Monde
Des clés suspendues au plafond d’un musée racontent les foyers anéantis du sud Liban
Une exposition à Beyrouth transforme des clés de maisons détruites en symboles de l’exil. Pour des milliers de Libanais, le retour chez soi reste un rêve…


Une exposition à Beyrouth transforme des clés de maisons détruites en symboles de l’exil. Pour des milliers de Libanais, le retour chez soi reste un rêve brisé.

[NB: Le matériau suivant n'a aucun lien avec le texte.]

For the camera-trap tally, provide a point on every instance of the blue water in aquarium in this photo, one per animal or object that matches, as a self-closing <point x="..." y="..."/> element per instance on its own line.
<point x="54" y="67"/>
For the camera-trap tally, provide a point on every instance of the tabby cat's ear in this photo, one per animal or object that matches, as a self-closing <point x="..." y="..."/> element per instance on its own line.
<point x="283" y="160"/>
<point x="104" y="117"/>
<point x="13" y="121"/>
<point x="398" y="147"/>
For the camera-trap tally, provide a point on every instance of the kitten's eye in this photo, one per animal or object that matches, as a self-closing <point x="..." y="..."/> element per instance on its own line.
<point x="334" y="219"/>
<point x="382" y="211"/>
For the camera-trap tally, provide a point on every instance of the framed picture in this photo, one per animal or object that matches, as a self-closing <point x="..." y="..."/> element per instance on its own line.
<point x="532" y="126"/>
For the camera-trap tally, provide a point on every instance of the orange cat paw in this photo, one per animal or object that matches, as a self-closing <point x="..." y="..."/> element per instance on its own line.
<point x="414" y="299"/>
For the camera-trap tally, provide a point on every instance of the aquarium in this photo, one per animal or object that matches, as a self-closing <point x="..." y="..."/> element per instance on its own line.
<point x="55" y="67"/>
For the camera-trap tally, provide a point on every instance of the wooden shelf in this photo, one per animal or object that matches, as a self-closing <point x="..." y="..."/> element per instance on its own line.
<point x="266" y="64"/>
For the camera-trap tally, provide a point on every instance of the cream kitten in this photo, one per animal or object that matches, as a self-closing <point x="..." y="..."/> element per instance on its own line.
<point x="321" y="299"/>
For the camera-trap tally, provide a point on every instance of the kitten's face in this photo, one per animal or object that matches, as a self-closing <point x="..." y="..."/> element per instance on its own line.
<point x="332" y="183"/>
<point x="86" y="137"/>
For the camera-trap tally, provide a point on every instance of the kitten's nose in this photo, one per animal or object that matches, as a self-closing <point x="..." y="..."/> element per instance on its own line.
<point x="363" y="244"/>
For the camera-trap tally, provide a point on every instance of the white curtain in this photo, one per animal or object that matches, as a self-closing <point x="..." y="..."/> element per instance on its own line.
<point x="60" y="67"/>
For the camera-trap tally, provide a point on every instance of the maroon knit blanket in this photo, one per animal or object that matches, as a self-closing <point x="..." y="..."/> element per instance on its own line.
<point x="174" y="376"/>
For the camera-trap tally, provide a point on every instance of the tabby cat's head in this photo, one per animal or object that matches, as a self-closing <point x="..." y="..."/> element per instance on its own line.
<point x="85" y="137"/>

Fatima Hajj Ali regarde ces clés accrochées là-haut et les larmes lui montent aux yeux. À 23 ans, cette psychothérapeute originaire de Nabatiyé al-Fawka sait que la serrure de sa maison n’existe plus. Son village a été frappé à plusieurs reprises pendant les affrontements entre le Hezbollah et Israël entre 2023 et 2026. Aujourd’hui, malgré l’accord de trêve signé en juin dernier entre Washington et Téhéran, les destructions massives et les opérations de dynamitage israéliennes dans les zones frontalières empêchent toujours des dizaines de milliers de déplacés de rentrer. Fatima a pu revoir sa maison lors d’une accalmie. La moitié s’est effondrée, mais sa chambre tient encore debout. Ce qui lui manque le plus, ce sont ces instants simples: le coucher du soleil, l’appel à la prière depuis son jardin, une tasse de café à la main. «L’idée de ne pas pouvoir rentrer fait très mal», confie-t-elle.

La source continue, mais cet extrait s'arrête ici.